Je ne le vois pas comme un besoin de communiquer. Je ne me dis pas “il faut que je communique”. La réalité, c’est que j’ai été blogueuse musicale pendant sept ans. J’ai été blogueuse parce que j’avais un besoin de partager qui est énorme. J’ai beaucoup d’enthousiasme, de passions et de monomanies qui sont très fortes. J’adore les partager et vivre ces obsessions avec quelqu’un d’autre. Par exemple, tu me dis “moi aussi La vie de Ichon je suis ouf malade de cette chanson”, si tu veux moi j’ai fait ce tweet à propos du morceau, d’un coup tu m’en parles et ça veut dire qu’on peut obséder tous les deux, et c’est incroyable. C’est presque ça qui me fait kiffer. J’aborde aussi les réseaux sociaux d’une manière un peu différente d’autres artistes. C’est presque comme une continuation de ce qu’a été mon blog en fait. Je partage les livres que j’ai adorés, j’adore faire des mixtapes. La réalité c’est que j’adore parler de musique, de films, de comédies musicales et j’ai des gens dans ma famille qui sont sur les réseaux sociaux, qui rêvaient d’être des stars comme mon grand-père par exemple — qui en rêve toujours d’ailleurs — donc c’est aussi une manière de le rendre heureux, je le filme et ça fait rire d’autres personnes qui m’envoient des messages et qui me disent “ça m’a fait envoyer un message à mes grand-parents”, c’est gagnant-gagnant. C’est comme une chaîne du love ou du kiff. On a la possibilité de ça. Bien sûr qu’on a la possibilité de la bienveillance, de l’éducation aussi. C’est une chaîne qui nous permet de partager sur des sujets beaucoup plus éducatifs ou des injustices. Ce sont toutes ces choses-là. Quand des gens me disent “Instagram moi ça me fait chier je ne follow que des gens qui me dépriment” mais je dis “meuf, unfollow every fucking one“. Je ne suis que des gens intéressants, qui me font réfléchir sur moi, sur le monde, sur ce que je peux améliorer ou qui me font passer une bonne journée parce que j’ai vu un truc incroyablement bienveillant ou bien j’ai vu un TikTok très drôle ou des artistes qui m’inspirent.

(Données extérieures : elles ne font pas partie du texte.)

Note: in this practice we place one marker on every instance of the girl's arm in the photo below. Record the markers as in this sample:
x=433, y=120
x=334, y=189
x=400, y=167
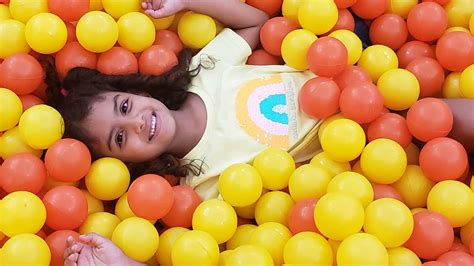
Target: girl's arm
x=243, y=18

On ressent que tu es genuinely interested to share.

Mais à fond. C’est-à-dire que mes ami·es, iels font vraiment le taf qu’iels peuvent les pauvres, tu vois. Je peux les rendre malade et dans leur tête iels se disent “bon c’est quoi ta nouvelle lubie” sauf que tu sais il est 2 heures du mat et moi je suis dans le trou de l’internet ou à ma 600e vidéo YouTube sur un sujet. À un moment, je me suis dit (c’était ma réalité quand j’étais blogueuse), je vais mettre ça sur internet il y a bien des gens que ça va intéresser et il y a bien des gens qui vont vouloir obséder avec moi et ça va être génial. (rires)

C’est quoi ta définition de “mipmip”, que tu utilises beaucoup dans tes stories ?

C’est quand je suis très excitée, c’est genre une onomatopée qui dit “c’est ouf, je suis trop enthousiaste”. Plein d’amour et plein de kiff.